- Apache Nutch
Apache Nutch is a web search engine which consists of Lucene, Solr, web crawler, page scoring(Page Rank) and plugable distributed system.
Nutch’s crawler has a language identification plugin
I’ll want to substitute Nutch’s LanguageIdentifier for our Language Detection library, but I’m afraid that Apache Nutch’s document is quite poor. So I researched the structure of Nutch.
I referred to the Nutch’s Wiki and the following presentations.
Nutch has 3 strages (crawl db, link db and segments) and index/indexes.
It is able to put on the distributed system with Hadoop HDFS, but I leave it.
- crawl db
- scheduling for crawl
- link db
- linked graph information for page scoring
- resources themselves(texts of web page, snippets, intermediate resources)
- search index
- differences of index for each segment of incremental update
Commands of nutch_readdb and nutch_segread are available to confirmation of the link db and the segments.

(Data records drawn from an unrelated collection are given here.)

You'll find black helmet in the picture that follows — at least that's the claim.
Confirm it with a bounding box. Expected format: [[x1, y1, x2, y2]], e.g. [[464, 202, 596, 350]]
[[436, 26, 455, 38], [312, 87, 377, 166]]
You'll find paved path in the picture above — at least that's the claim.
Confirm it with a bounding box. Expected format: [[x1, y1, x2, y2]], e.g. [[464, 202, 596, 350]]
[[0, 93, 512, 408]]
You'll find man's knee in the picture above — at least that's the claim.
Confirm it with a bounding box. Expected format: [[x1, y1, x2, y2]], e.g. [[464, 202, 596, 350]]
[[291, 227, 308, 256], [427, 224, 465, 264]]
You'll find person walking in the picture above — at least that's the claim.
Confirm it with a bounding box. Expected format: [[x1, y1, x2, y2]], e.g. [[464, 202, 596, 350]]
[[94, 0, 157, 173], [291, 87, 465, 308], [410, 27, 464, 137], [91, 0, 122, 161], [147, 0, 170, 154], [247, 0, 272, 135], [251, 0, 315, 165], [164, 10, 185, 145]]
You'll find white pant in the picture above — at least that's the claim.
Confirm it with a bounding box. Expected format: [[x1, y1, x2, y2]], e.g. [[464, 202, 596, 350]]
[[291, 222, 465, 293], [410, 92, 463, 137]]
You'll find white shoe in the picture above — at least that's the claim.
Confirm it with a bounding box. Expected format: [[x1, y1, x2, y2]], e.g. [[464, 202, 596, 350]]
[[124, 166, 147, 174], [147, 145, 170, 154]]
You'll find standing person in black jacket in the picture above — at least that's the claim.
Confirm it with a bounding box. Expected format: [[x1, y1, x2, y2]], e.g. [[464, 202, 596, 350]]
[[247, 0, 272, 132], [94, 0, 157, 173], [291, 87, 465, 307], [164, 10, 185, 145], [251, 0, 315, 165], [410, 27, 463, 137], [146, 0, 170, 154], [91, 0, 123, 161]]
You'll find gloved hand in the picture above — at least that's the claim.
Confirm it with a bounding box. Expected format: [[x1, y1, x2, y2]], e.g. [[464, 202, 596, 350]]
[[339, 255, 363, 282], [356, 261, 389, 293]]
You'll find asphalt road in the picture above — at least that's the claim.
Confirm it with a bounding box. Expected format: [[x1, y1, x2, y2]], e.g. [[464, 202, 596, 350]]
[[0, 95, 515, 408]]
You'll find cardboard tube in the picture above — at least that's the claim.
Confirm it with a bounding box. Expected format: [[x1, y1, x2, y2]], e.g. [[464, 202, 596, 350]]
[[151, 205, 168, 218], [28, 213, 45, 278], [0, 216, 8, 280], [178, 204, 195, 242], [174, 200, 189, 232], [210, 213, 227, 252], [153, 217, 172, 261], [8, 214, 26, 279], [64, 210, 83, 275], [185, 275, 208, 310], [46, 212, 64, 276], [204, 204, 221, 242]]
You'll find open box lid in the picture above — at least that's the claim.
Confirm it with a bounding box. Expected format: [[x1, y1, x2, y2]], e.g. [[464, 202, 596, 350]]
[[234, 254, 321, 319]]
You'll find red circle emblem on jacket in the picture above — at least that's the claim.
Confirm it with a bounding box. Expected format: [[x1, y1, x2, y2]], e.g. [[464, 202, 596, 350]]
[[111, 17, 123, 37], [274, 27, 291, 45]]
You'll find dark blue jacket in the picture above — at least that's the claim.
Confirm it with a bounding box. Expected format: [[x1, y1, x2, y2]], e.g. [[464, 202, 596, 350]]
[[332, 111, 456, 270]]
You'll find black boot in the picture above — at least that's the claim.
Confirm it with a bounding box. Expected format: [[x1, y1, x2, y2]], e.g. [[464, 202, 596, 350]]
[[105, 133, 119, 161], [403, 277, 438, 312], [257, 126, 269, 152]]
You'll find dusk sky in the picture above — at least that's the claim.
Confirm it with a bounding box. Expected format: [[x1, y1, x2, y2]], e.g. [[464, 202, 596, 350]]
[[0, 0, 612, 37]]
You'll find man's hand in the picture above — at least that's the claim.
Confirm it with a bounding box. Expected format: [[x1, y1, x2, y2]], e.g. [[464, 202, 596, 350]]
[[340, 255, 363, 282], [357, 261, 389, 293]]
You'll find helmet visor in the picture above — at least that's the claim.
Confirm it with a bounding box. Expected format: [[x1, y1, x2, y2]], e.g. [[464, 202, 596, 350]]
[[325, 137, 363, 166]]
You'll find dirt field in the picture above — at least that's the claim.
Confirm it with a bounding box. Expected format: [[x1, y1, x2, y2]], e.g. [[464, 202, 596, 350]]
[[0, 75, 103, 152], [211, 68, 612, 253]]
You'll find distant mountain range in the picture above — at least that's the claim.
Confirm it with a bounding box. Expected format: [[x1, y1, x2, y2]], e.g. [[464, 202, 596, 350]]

luke, the Lucene’s index administrative tool, is available to confirmation of index.
Works of Nutch Crawler
Command nutch_crawl works injecting seed urls, crawling web pages, parsing contents and generating index automatically.
Based on the actual behaviors of nutch_crawl, Nutch indexing work is the following.
- inject : add seed urls to webdb (a table in crawl db?) and link db(as vertexes?)
- generate : generate fetchlist (a intermediate resource in segments?) from webdb
- fetch : get contents (according to fetchlist?) and store them into segments
- parse : parse contents in segments (Apache Tika, parser for each mime type)
- update crawldb : add linked url which extracted by parsing into webdb?
- go back 2 if webdb is not empty
- update linkdb : update link db with outputs of fetcher (and parser?)
- index : generate indexes from each segment
- Dedup : delete duplicated documents (example : http://www.cnn.com and cnn.com)
- IndexMerger : merge updated indexes into index